Comment 12 for bug 1559194

Revision history for this message
bugproxy (bugproxy) wrote : Comment bridged from LTC Bugzilla

------- Comment From <email address hidden> 2016-09-02 09:22 EDT-------
From the dmesg it looks like this time ext4 page allocation stumbles upon the doubly freed page first, but it is immediately after the page got corrupted by the double free (indicated by the WARNING), so this just means that ext4 happened to be the first to get its fingers on the corrupted page during a page alloc. It could hit anyone, and we also see later another occurrence where copy_pte_range() stumbles over another corrupted page (no WARNING before that because it is a WARN_ONCE).

We still need to find the root cause for the double free and the resulting page corruption (count -1), and for that we only have the WARNING trace as reliable hint for a double free. So my analysis from comment #5 is still valid, even though this time genwqe itself is not the one who stumbled over the corrupted page, it was still involved in the double free (anyone can see the corrupted page afterwards, genwqe was just a more likely candidate because it was an active consumer at the time).

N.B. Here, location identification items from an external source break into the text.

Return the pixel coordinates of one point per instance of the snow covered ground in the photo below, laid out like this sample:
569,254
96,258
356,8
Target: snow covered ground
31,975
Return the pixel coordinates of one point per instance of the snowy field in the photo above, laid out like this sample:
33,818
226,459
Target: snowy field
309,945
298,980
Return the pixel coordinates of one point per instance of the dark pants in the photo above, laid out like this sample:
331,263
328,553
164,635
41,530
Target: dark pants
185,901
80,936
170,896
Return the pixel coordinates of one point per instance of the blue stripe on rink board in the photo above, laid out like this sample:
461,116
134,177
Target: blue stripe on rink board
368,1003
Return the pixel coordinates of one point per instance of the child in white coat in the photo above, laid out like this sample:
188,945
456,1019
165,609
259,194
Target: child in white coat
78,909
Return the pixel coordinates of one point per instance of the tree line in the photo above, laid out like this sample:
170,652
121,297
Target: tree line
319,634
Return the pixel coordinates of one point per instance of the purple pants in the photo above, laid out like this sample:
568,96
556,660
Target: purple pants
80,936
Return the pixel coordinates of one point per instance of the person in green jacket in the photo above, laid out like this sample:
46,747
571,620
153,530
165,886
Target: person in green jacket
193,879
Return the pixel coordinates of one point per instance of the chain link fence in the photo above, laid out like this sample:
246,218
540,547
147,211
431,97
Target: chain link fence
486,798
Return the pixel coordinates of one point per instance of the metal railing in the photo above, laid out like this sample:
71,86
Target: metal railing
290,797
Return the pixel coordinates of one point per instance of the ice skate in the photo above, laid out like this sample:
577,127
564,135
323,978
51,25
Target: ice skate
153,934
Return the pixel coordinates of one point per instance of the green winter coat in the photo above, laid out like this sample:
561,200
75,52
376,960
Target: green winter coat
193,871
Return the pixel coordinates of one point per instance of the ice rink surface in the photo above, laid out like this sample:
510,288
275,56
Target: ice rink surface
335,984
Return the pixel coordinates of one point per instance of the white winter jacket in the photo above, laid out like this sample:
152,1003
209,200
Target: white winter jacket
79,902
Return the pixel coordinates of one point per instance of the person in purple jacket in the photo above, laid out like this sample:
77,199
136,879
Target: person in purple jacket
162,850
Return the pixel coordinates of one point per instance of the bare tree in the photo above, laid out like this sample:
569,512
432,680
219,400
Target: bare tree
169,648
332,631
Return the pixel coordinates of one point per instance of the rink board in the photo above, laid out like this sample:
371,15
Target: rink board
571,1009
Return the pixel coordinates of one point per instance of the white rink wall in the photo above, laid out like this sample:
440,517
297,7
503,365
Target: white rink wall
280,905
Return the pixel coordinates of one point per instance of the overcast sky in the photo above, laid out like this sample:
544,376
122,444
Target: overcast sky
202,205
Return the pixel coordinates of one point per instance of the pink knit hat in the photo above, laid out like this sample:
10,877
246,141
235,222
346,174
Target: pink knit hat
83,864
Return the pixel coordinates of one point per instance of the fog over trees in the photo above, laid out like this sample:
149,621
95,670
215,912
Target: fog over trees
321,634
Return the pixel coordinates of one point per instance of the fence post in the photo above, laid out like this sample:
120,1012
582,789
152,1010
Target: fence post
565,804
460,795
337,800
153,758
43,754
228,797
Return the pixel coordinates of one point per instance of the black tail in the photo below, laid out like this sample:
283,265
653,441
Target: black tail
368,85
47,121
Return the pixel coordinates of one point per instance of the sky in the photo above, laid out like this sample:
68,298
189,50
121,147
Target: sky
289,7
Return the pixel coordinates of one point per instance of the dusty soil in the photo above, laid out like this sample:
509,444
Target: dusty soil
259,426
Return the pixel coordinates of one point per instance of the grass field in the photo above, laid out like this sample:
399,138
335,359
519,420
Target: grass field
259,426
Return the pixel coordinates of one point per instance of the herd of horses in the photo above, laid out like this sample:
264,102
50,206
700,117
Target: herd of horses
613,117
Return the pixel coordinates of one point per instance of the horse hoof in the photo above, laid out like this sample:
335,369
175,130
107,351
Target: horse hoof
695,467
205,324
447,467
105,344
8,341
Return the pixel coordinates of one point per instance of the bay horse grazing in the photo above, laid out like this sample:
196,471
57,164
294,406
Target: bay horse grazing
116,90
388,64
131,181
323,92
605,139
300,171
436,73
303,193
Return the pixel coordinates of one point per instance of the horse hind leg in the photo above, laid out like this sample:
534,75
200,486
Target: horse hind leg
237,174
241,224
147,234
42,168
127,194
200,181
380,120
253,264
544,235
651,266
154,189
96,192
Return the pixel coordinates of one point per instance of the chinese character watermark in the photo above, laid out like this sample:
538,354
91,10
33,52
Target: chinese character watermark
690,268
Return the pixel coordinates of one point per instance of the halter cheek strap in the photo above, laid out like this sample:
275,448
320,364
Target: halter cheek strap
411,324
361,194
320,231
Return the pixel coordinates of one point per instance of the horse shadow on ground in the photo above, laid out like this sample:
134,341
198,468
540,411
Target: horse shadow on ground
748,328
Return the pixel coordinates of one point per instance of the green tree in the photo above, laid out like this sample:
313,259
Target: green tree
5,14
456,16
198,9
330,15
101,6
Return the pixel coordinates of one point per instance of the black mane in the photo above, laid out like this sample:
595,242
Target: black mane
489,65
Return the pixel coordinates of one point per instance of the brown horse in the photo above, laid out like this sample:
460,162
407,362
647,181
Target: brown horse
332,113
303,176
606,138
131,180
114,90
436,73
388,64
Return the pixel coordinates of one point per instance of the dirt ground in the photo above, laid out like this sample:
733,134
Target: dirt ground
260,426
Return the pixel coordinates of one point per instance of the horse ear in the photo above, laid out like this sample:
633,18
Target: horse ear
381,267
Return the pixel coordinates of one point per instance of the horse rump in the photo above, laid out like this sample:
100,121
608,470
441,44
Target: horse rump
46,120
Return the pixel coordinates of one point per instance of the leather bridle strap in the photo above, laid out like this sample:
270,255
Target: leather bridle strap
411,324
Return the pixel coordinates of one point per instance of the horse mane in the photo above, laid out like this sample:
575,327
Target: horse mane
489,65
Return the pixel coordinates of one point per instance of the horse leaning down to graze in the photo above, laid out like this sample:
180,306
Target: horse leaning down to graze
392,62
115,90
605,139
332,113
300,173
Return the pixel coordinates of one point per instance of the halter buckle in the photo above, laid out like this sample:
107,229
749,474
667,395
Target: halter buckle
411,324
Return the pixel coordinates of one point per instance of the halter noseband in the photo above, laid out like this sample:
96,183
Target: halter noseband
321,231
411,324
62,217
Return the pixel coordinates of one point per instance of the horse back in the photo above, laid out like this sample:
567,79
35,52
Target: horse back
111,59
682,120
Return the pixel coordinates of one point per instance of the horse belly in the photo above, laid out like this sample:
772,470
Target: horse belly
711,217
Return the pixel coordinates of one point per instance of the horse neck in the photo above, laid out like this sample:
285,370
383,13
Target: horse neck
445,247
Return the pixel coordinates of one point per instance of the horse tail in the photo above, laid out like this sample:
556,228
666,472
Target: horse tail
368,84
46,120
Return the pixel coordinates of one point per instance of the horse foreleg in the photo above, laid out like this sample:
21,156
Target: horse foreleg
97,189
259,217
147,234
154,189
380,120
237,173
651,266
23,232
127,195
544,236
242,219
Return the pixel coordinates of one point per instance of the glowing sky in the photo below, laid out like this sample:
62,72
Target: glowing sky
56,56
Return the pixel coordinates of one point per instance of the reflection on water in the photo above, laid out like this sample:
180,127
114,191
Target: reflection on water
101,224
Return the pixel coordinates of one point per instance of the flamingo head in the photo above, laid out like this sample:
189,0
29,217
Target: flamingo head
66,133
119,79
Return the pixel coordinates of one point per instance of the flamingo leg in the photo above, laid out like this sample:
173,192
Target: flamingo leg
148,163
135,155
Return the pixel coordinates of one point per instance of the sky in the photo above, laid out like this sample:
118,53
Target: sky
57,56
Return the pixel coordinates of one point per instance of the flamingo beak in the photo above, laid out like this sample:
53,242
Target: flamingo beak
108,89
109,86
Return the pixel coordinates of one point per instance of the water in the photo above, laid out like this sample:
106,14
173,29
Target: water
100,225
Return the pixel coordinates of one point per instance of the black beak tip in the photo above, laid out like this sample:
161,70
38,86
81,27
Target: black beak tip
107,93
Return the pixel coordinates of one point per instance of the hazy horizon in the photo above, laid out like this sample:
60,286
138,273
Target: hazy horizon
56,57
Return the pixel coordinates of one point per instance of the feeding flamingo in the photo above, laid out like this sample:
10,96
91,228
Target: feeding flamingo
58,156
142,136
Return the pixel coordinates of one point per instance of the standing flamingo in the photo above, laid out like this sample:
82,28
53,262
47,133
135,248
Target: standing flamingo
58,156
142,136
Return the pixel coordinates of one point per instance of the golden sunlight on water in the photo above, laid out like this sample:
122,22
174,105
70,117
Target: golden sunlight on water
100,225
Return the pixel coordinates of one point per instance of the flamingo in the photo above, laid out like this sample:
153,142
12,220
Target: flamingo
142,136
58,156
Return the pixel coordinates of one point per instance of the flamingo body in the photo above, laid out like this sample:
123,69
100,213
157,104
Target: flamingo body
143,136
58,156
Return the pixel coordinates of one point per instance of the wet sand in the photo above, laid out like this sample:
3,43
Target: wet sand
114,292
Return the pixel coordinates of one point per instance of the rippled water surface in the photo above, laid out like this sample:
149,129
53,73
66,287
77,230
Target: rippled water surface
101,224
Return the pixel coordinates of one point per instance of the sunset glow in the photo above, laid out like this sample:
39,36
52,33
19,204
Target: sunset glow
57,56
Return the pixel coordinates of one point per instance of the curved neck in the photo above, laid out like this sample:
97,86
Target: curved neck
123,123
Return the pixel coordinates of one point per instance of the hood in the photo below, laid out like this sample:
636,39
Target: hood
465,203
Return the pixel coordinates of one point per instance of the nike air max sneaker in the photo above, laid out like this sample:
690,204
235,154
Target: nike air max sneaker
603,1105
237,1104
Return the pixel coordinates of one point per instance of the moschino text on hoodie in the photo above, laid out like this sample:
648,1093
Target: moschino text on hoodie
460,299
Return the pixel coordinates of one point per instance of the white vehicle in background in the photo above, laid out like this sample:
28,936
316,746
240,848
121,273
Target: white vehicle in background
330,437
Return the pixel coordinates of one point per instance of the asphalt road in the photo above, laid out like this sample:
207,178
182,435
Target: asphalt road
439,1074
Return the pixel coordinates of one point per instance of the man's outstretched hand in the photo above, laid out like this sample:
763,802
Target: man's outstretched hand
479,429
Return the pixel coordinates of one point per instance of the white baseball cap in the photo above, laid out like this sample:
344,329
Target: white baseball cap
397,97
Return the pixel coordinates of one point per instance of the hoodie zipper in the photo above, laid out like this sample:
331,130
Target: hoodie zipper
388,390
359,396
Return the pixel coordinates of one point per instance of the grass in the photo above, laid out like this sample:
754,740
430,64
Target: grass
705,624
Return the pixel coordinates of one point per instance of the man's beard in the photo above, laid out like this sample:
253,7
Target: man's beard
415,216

BTW, instead of "double free" of course a call of dma_free() on previously unmapped addresses would result in the same issue, but a double free is much more likely, e.g. caused by broken error handling with "off by one" or other issues. Speaking of error handling, the "genwqe 0001:00:00.0: [genwqe_map_pages] err: no dma addr daddr=ffffffffffffffff!" messages may be a good starting point to verify the genwqe error handling and the page freeing strategy. Those messages by itself are no problem and even expected given the nature of the test (online/offline and failing rpcit), but of course there is some error handling involved which may have issues that could lead to a double free.